Elena de repente anuncia:
—¡Tengo que llamar al hotel! Devo chiamare l’albergo! —y enseguida marca el número en el móvil. Habla en español, pero yo ya sé lo que está diciendo—: ¿Hola? Buenos días, soy Elena Rodríguez, sí, Rodríguez… Tengo una reserva en su hotel y quería preguntar si tienen otra habitación.
Gio levanta la mano y hace una señal para que coja dos: quién sabe cómo lo ha podido entender todo. Elena sonríe.
—Dos, quería decir dos más… —se corrige—. ¿Puede ser? Sí, espero, gracias… —Después baja el teléfono—. ¿Y sí solo tienen una? —le pregunta a Gio en italiano.
Él insiste:
—Dos.
Elena niega con la cabeza.
—Sí, ah… Gracias… Sí, a mi nombre…, ¡perfecto!
Cuelga el teléfono.
—Sí, tenían dos. Qué suerte, porque en esta época en Andalucía empieza a estar bastante lleno… No podíamos llegar corriendo el riesgo de que tú y Nicco no encontrarais ni un hueco para pasar la noche —añade en italiano, pero controlando la reacción de María por el retrovisor.

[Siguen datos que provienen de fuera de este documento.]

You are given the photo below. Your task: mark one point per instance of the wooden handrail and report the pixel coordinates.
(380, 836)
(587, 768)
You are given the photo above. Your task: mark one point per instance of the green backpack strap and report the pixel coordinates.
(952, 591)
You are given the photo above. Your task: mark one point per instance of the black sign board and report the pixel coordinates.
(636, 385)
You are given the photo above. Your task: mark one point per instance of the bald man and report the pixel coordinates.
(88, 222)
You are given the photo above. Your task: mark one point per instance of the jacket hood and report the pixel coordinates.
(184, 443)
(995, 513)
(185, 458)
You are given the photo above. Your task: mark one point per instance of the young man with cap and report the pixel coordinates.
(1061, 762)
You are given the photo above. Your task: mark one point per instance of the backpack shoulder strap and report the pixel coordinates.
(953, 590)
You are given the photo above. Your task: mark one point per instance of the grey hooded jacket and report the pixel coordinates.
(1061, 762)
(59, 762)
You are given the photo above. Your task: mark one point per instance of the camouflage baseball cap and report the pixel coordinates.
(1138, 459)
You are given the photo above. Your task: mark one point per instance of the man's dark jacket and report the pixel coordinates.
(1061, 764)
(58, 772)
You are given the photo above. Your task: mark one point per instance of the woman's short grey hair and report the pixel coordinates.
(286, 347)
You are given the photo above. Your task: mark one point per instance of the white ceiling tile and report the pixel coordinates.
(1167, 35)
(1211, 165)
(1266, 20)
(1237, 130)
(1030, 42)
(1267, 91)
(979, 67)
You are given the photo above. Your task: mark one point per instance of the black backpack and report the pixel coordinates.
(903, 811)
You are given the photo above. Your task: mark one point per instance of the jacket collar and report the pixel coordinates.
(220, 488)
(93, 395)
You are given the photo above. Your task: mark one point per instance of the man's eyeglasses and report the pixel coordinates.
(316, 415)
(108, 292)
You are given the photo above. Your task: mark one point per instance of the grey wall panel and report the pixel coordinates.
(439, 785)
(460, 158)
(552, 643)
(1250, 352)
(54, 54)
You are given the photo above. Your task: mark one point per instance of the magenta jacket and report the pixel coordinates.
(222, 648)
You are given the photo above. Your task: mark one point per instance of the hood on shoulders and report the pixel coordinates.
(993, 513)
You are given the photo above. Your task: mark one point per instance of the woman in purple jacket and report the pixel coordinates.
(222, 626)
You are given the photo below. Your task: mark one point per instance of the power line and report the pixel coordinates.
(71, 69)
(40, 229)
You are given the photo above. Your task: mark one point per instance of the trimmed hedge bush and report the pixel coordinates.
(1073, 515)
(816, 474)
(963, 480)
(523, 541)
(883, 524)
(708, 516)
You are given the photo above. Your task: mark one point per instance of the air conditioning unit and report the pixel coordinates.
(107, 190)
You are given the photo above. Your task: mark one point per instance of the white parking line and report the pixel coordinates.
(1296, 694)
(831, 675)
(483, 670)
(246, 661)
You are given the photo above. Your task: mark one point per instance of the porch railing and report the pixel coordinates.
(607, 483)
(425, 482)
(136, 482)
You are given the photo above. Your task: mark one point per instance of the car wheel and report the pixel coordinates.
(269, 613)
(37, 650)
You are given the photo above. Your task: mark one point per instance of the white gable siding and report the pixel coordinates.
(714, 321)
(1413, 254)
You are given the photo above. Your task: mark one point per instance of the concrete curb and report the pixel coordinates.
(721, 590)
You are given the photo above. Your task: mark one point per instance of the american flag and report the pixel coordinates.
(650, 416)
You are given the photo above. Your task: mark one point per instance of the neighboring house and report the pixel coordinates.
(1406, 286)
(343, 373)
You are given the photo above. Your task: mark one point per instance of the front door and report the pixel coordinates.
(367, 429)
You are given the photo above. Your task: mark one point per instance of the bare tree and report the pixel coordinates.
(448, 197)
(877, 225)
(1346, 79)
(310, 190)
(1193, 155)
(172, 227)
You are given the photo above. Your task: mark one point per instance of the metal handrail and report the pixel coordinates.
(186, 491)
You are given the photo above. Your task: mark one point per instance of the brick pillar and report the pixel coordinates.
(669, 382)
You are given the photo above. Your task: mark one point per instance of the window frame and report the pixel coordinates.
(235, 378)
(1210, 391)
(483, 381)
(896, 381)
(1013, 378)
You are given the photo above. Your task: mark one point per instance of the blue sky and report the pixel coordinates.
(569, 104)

Ella y Gio se miran solo un instante, sonríen. Es una sonrisa de entendimiento y complicidad: en realidad, anoche Elena ya reservó cuatro habitaciones a su nombre. La noche anterior ya había quedado claro… Y lo de esta llamada era solo una farsa para que María no sospechara.
Gio enseguida intentó replicar:
—Bueno, a lo mejor María quiere que Nicco esté en su habitación…, y yo…
—No, en todo caso María y yo dormiremos juntas —rebatió Elena—. Aunque entonces le niegas cualquier posibilidad de éxito a Nicco…
Elena y sus teorías, Elena y sus cálculos, Elena y su organización. La idea del autoestop, de todos modos, no ha estado mal. Y ahora suena una canción preciosa de Chambao, Pokito a poko.
Miro de nuevo por la ventanilla: el paisaje cambia mientras nosotros avanzamos por la autopista; es variado, igual que en Italia. Lo que más me sorprende son las siluetas con forma de toro que se ven a lo largo del trayecto; Elena nos cuenta que al principio eran vallas publicitarias de la marca de coñac Osborne y que luego se convirtieron en un verdadero icono en el país.
Gio sigue el ritmo de la música con su mano sobre la pierna, de vez en cuando mira a Elena, completamente concentrada, en cambio, en la carretera. Luego, poco a poco, Gio extiende la mano hacia su rodilla, pero ella, sin siquiera mirarlo, le coge el brazo y se lo vuelve a poner sobre el muslo. Sin embargo, eso no basta para hacer que desista, lo conozco bien y, de hecho, ahí está, vuelve a mirar hacia adelante y como si nada, al cabo de unos segundos, sus dedos se posan mágicamente de nuevo sobre el muslo de Elena, justo cuando empieza a sonar una balada romántica: Me voy, de Julieta Venegas. Ella niega con la cabeza y vuelve a quitarle la mano. Gio la levanta enseguida y la mueve imitando el planear de una cometa sin aire que al final del vuelo describe una curva y aterriza dulcemente, pero sobre su propia pierna, demostrando haber entendido cómo están las cosas. Elena sonríe y sigue conduciendo.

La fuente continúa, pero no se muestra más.